AP: Pravin, since our previous episode, the government has released additional GDP growth estimates. For the third quarter of the fiscal year 2019-20, GDP growth has been pegged at 4.7%. Going by the original estimate of 4.5% for the second quarter of 2019-20, this would represent a much-awaited, even if small turnaround in the quarterly growth rate. But the twist to the tale is that the government has revised the second quarter growth itself upward to 5.1%.

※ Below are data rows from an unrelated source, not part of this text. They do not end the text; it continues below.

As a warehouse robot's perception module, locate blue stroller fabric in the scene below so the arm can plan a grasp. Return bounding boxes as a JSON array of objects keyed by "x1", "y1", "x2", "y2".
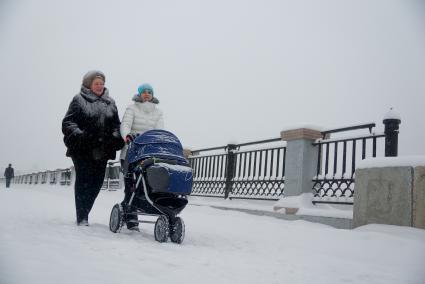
[{"x1": 128, "y1": 129, "x2": 188, "y2": 165}]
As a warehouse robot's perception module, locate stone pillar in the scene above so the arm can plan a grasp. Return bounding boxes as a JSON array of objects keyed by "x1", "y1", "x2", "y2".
[
  {"x1": 69, "y1": 166, "x2": 76, "y2": 187},
  {"x1": 412, "y1": 166, "x2": 425, "y2": 229},
  {"x1": 353, "y1": 167, "x2": 413, "y2": 227},
  {"x1": 281, "y1": 128, "x2": 322, "y2": 196},
  {"x1": 353, "y1": 157, "x2": 425, "y2": 229}
]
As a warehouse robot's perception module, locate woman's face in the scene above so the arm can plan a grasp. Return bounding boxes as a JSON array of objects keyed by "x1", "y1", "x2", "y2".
[
  {"x1": 142, "y1": 90, "x2": 152, "y2": 102},
  {"x1": 90, "y1": 78, "x2": 105, "y2": 97}
]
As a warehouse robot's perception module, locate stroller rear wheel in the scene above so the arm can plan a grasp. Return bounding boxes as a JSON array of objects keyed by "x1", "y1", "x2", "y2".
[
  {"x1": 109, "y1": 204, "x2": 124, "y2": 233},
  {"x1": 154, "y1": 215, "x2": 170, "y2": 243},
  {"x1": 170, "y1": 217, "x2": 185, "y2": 244}
]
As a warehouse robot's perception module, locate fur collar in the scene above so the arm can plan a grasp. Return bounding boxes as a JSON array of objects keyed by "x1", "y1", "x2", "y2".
[
  {"x1": 80, "y1": 86, "x2": 114, "y2": 105},
  {"x1": 133, "y1": 94, "x2": 159, "y2": 105}
]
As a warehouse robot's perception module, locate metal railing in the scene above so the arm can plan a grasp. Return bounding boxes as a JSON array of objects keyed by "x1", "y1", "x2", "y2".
[
  {"x1": 313, "y1": 117, "x2": 400, "y2": 204},
  {"x1": 189, "y1": 138, "x2": 286, "y2": 200}
]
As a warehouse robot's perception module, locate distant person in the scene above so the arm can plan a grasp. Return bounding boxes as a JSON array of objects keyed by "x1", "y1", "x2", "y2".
[
  {"x1": 62, "y1": 71, "x2": 124, "y2": 226},
  {"x1": 120, "y1": 84, "x2": 164, "y2": 231},
  {"x1": 4, "y1": 164, "x2": 15, "y2": 188}
]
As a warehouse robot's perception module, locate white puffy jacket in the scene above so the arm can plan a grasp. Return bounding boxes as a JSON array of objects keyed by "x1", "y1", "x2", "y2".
[{"x1": 120, "y1": 95, "x2": 164, "y2": 160}]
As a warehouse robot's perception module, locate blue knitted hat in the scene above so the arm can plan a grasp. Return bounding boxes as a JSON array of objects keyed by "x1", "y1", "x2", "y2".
[{"x1": 137, "y1": 84, "x2": 153, "y2": 97}]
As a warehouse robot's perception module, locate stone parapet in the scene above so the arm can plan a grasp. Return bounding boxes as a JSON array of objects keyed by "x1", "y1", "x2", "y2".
[{"x1": 280, "y1": 128, "x2": 322, "y2": 141}]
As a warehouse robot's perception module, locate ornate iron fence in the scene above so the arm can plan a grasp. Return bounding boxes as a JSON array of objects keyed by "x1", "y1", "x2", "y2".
[
  {"x1": 189, "y1": 138, "x2": 286, "y2": 200},
  {"x1": 313, "y1": 119, "x2": 400, "y2": 204}
]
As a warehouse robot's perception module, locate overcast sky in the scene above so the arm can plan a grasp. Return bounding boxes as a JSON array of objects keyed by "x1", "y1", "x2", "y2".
[{"x1": 0, "y1": 0, "x2": 425, "y2": 171}]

Therefore, the third quarter of 2019-20 now represents the seventh consecutive decline in the quarterly growth rate. On an annual basis, the growth rate now stands at 6.1% in 2018-19 and 5% in 2019-20. Both are sharp declines compared to the average annual growth rate of 7.7% during the first four years of the Modi government. Given this setback to growth and now, in addition, the threat to the economy form the Corona virus turning very real, in today’s episode, let us dissect the slowdown in-depth. I suggest we do this in two stages by first focusing on pre-Corona slowdown and then taking up the threat from Corona and possible response. Let’s start by focusing on the pre-Corona slowdown.
PK: Before we get to the causes, let me first point out that the current slowdown is the third such slowdown in India since the launch of the economic reforms in 1991. From 1992-93 to 1999-2000, India had grown at average annual rate of 6.4% for eight years. This was the first time, actually, that the country had seen above-six-percent growth for such a long period of time. But then the annual average growth rate plummeted to just 4.2% during the next three years. That slowdown was then followed by a robust 8.2% annual average growth for nine years, from 2003-04 to 2011-12.
Then the growth rate fell once again to 5.9% for until 2013-14. After Prime Minister Modi came to power in 2014, India once again averaged 7.4% growth during his first five years. The economy has now fallen into the current third slowdown. This slowdown, the current one during the last two full years, will probably be half a percentage point worse than that during 2012-13 and 2013-14.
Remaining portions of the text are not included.